Zur Benennung dessen, was mich bewegt hat, gehört auch Hallo Hattingen. Dieses Stadtmagazin haben wir 15 Jahre lang monatlich in einer Auflage von 28000 – 30000 Stück herausgegeben. Dieser Veranstaltungskalender mit positiver Vorberichterstattung war eine Dienstleistung für alle gemeinnützigen Einrichtungen der Stadt. Doch bei dieser Arbeit war ich oft an den Rand meiner Kräfte geführt worden. Auch die Messe der Gemeinnützigkeit in der Gebläsehalle war hieraus geboren worden. Und meine Erfindung, die heute noch sichtbare Kampagne an Hattingens Wohnungstüren: Ich bin gerne Nachbar.
Wie fühlst du dich kurz von deinem Abschied aus dem aktiven Dienst in den Ruhestand?
Tatsächlich prägt mich in dieser Zeit tiefe Dankbarkeit für alles, was ich erleben durfte. Dankbarkeit meinen Angehörigen gegenüber. Dankbarkeit allen Mitarbeitenden und Freundinnen und Freunden gegenüber, die mich so begleitet und ausgehalten haben. Dankbarkeit für ziemlich viel Gesundheit.
Und ansonsten wird mein Dienst bis zum letzten Tag so weitergehen wie bisher.
Für unsere Gemeinde steht nicht nur deine Verabschiedung an. Im Januar 2025 werden die katholischen Geschwister aus Heilig-Geist bei uns eine neue Heimat finden und im Januar 2026 steht die Vereinigung der Hattinger und Sprockhöveler Kirchengemeinden an. Was wünschst du unserer Gemeinde für die kommende Zeit?
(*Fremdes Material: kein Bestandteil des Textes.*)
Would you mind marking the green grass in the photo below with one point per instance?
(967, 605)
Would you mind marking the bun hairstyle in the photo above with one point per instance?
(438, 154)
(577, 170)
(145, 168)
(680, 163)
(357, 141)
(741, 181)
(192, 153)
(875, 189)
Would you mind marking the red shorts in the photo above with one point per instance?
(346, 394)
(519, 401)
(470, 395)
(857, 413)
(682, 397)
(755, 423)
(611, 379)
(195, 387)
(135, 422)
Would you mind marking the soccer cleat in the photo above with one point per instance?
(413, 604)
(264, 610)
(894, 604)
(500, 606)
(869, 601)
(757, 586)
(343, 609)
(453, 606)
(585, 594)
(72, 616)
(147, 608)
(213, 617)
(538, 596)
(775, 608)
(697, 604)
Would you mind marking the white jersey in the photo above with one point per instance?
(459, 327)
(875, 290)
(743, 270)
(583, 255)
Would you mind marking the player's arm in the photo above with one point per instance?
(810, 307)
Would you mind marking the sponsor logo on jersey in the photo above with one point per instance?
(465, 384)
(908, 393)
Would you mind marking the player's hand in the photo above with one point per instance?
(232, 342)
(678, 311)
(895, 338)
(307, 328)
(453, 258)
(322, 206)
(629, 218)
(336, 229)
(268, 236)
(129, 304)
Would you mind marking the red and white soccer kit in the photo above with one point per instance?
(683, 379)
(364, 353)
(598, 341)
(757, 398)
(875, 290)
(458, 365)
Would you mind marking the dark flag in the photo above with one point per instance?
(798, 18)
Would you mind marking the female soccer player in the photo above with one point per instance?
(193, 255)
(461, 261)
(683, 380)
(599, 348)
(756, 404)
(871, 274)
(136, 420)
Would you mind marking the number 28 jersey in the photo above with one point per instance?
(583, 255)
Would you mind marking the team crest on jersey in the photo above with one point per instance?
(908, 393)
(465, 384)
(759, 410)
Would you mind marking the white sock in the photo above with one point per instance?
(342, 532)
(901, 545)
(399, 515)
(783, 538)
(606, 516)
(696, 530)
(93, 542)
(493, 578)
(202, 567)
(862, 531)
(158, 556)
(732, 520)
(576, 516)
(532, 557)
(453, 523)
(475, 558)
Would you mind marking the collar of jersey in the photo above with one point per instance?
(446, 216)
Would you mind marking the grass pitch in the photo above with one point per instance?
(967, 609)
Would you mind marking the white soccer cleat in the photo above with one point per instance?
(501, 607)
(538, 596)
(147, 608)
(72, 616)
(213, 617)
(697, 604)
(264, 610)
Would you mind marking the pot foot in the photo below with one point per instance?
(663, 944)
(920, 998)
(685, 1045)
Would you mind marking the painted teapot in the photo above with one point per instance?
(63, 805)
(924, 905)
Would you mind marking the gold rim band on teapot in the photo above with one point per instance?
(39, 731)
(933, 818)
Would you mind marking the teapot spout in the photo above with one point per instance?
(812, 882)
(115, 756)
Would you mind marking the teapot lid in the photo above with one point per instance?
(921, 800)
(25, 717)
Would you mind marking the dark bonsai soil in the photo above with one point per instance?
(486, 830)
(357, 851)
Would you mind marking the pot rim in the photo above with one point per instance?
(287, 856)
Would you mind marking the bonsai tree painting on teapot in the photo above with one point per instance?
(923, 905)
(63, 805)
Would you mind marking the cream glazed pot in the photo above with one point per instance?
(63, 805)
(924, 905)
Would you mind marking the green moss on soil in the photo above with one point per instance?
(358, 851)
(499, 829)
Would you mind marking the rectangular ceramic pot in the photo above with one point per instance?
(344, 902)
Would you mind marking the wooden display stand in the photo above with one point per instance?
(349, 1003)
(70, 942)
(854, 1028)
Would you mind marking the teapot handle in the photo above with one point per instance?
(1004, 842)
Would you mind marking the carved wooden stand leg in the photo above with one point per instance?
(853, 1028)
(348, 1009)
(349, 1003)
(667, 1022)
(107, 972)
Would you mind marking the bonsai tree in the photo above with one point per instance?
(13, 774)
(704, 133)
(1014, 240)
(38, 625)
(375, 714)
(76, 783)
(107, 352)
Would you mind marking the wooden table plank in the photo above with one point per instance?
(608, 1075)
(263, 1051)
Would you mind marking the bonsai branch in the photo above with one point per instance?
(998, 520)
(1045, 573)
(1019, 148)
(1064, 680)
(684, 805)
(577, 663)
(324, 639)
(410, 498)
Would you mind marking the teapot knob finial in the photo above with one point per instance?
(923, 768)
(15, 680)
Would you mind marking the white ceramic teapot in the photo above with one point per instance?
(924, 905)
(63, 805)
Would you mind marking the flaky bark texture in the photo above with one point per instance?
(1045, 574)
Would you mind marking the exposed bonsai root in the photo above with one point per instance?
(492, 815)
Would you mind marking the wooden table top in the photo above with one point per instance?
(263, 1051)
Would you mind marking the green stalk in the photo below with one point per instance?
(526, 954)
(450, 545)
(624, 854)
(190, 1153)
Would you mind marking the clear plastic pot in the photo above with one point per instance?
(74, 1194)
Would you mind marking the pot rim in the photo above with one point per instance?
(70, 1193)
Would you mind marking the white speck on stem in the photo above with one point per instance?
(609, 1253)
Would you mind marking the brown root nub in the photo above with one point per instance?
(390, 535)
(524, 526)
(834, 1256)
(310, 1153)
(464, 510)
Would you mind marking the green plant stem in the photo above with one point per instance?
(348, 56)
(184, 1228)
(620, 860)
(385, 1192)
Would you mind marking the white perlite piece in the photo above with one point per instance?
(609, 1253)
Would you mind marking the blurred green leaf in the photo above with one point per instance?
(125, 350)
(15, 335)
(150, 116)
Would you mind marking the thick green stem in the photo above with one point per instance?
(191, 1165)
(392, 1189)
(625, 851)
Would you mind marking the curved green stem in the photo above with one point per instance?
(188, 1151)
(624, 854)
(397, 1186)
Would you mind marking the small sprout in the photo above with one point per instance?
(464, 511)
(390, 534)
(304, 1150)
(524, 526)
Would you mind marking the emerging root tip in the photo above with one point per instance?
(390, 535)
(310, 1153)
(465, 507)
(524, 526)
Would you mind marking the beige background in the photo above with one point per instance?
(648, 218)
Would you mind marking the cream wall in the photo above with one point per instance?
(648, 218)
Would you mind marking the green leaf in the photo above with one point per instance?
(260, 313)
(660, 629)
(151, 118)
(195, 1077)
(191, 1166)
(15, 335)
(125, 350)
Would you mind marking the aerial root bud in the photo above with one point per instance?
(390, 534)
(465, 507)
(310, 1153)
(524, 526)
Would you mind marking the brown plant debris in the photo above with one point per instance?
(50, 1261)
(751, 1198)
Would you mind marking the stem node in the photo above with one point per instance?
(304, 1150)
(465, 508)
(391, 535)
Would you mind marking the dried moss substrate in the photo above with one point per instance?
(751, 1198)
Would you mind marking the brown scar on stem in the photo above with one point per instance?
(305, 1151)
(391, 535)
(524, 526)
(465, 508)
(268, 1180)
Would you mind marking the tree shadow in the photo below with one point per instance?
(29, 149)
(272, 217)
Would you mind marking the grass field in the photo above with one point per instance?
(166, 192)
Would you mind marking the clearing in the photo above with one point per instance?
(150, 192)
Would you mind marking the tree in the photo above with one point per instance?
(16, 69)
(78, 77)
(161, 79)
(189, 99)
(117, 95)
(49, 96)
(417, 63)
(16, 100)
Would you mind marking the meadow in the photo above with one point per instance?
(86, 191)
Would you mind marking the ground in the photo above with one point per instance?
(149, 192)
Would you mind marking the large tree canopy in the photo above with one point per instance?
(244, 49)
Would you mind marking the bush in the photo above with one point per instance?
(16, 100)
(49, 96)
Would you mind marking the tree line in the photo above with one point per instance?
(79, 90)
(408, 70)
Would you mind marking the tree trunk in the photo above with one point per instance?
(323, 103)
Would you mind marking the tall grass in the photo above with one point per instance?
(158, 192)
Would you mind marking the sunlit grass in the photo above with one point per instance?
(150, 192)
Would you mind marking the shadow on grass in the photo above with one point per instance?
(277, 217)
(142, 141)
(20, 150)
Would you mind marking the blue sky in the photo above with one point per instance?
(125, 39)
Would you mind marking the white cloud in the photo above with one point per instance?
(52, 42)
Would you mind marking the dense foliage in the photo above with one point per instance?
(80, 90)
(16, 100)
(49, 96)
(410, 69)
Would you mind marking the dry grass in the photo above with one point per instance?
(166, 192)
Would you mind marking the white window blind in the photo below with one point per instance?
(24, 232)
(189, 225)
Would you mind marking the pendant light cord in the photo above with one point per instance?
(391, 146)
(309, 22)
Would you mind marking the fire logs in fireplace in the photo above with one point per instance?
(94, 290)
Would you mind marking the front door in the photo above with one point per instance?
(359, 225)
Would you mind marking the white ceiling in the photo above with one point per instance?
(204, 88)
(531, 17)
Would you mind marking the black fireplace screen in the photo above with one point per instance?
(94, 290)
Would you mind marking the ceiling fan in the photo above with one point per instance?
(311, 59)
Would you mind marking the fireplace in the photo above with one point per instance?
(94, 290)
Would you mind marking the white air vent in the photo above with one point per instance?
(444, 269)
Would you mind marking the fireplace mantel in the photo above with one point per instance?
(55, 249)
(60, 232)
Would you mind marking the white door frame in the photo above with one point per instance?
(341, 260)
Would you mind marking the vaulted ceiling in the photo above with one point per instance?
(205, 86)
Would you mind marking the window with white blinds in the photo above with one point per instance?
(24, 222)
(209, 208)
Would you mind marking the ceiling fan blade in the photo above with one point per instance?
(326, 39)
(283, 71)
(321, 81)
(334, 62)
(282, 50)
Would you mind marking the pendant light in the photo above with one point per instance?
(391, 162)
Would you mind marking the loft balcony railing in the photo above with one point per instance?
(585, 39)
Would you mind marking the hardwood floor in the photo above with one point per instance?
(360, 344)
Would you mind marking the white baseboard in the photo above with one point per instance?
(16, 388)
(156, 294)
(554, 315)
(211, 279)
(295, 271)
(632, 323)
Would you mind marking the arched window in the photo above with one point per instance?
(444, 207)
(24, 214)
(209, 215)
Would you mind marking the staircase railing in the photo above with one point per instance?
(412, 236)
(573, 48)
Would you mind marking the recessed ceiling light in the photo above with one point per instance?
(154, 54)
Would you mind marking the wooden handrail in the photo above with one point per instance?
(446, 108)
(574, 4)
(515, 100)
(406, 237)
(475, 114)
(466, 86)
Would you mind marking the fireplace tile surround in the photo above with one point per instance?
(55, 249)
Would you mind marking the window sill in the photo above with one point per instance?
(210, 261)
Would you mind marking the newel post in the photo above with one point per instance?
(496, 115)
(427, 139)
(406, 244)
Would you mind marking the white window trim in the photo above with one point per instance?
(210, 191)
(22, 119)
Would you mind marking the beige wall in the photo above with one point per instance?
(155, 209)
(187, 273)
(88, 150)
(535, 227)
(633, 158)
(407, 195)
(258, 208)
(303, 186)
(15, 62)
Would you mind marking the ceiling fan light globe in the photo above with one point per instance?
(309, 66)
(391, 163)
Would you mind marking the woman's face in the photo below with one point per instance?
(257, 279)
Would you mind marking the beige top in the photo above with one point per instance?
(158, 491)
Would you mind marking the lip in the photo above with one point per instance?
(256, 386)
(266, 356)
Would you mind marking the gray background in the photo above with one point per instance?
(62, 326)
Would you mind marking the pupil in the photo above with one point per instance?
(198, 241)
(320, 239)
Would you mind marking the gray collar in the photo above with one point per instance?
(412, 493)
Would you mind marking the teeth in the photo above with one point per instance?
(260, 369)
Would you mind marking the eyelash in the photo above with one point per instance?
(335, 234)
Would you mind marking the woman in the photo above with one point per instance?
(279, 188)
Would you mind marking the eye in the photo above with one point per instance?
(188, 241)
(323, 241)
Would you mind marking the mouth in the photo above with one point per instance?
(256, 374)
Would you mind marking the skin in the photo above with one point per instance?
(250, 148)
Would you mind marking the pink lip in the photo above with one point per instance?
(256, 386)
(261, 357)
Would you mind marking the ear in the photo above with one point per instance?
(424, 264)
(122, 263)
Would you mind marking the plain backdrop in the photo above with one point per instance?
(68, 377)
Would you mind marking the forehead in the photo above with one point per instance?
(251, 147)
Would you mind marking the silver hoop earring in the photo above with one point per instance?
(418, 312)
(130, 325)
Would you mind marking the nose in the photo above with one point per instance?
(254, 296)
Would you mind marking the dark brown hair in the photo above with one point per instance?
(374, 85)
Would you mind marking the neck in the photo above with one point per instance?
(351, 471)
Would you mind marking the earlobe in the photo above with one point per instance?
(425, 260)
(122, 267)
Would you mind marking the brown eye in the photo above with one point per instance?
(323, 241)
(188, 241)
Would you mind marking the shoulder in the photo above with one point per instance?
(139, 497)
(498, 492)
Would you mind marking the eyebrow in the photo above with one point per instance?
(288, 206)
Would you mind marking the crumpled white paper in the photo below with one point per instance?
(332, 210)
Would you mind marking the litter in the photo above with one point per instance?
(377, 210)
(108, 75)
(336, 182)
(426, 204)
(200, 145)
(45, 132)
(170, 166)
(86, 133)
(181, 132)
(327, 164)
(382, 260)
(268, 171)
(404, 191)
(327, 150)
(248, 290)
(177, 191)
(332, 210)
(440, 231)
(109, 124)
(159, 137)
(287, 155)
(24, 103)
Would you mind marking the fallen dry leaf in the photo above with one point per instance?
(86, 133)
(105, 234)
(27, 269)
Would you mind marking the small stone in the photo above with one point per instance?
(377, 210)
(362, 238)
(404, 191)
Diese von Dir benannten Prozesse sind historisch.
Und die Gleichzeitigkeit dieser Prozesse in Winz-Baak, verbunden mit unser beider Weg in den Ruhestand, macht es ziemlich anstrengend.
Aber es berührt mich sehr, wie vertrauensvoll und achtsam wir mit den Menschen aus Heilig Geist über Jahrzehnte zusammenleben durften, so, dass wir alle uns eine Zukunft in einem gemeinsamen Gemeindezentrum vorstellen können. Wir Christinnen und Christen dieses Stadtteils haben hier eine große gemeinsame Chance. Unser verbindendes Anliegen ist es Gottes Nähe weiterzugeben.
Das gilt auch für den Vereinigungsprozess im evangelischen Bereich in Hattingen und Sprockhövel. Alles, was hier getan wird, muss sich daran messen lassen. Dabei werden die menschlichen Ressourcen weniger. Darauf reagiert dieser Weg in die Vereinigung. Aber Gottes Kraft, Liebe und seine Möglichkeiten werden nicht weniger. Das sollte in den einzelnen Stadtteilen spürbar bleiben. Hier gibt es mit den Menschen und mit den Gebäuden die Schätze, die es zu pflegen und zu stärken gilt. Dabei sind die Kulturen des Miteinanders in den jeweiligen Ortsteilen sehr unterschiedlich. Auch Winz-Baak ist in allem reich beschenkt. Ich wünsche mir, dass die Menschen sich bei uns in der Schützstraße weiterhin freudevoll entfalten können.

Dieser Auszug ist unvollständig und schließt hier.